Long-Term Management and Follow-Up Plan: Quality, completeness, and clinical appropriateness of the ongoing management strategy including monitoring frequency and MDT involvement. 20 pts Long-term plan is comprehensive: monitoring parameters with specific frequencies (e.g., TSH at 2 weeks, 6 weeks, 6 months; HbA1c 3-monthly; bone age yearly; K+ daily in DKA recovery), dose adjustment principles, and relevant MDT referrals (endocrinology, nutrition, psychology, genetics) are included.

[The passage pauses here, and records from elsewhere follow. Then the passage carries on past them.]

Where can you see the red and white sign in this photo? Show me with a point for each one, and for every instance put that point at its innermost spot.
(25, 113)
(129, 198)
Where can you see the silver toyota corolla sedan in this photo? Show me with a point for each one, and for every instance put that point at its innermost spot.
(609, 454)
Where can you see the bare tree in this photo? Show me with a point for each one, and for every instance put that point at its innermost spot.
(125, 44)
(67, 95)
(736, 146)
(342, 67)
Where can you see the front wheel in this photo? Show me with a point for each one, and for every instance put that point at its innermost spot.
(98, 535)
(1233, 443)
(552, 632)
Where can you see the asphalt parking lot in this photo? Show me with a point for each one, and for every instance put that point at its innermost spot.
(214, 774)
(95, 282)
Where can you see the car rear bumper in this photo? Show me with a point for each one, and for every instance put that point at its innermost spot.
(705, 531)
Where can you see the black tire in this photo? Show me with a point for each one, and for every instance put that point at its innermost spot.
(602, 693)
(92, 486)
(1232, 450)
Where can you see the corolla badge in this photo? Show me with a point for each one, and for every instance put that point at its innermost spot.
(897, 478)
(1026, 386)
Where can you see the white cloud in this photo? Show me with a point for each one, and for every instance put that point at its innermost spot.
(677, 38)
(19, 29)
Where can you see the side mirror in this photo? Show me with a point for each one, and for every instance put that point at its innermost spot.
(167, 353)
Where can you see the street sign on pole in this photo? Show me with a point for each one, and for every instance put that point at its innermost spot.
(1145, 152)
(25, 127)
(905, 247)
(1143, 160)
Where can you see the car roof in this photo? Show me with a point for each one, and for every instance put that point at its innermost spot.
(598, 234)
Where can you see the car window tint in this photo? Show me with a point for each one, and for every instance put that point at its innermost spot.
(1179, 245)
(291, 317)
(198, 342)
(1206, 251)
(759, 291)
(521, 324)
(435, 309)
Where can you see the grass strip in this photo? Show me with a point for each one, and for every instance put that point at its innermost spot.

Family Counselling Communication: Clarity, appropriateness, and completeness of the family counselling content, including crisis warning signs, adherence messaging, and plain-language explanation of prognosis. 20 pts Family counselling section is written in accessible language (no unexplained jargon), covers daily management requirements, specific crisis warning signs with clear instruction to seek emergency care (e.g., adrenal crisis, hypoglycaemia, severe DKA), long-term prognosis with treatment, and a reassuring but realistic tone.
Reflection and Evidence-Based Referencing: Depth of clinical reflection and quality of cited references (IAP, ISPAD, NNF, WHO, Ghai, Nelson). 10 pts Reflection is specific and insightful, demonstrating genuine change in understanding of a concrete clinical concept. A minimum of 3 peer-reviewed or guideline references are cited correctly in the appropriate sections.

PEER REVIEW

Read your peer's case report and evaluate it using the following 3 questions: (1) Is the emergency management dose calculation weight-based and clinically correct? If not, specify what is wrong and what the correct approach is. (2) Is the family counselling section written in plain language that a non-medical parent could understand? Identify one sentence that should be simplified and suggest how. (3) What is the single most important clinical point this report communicates well? Provide specific, constructive feedback in 200–300 words.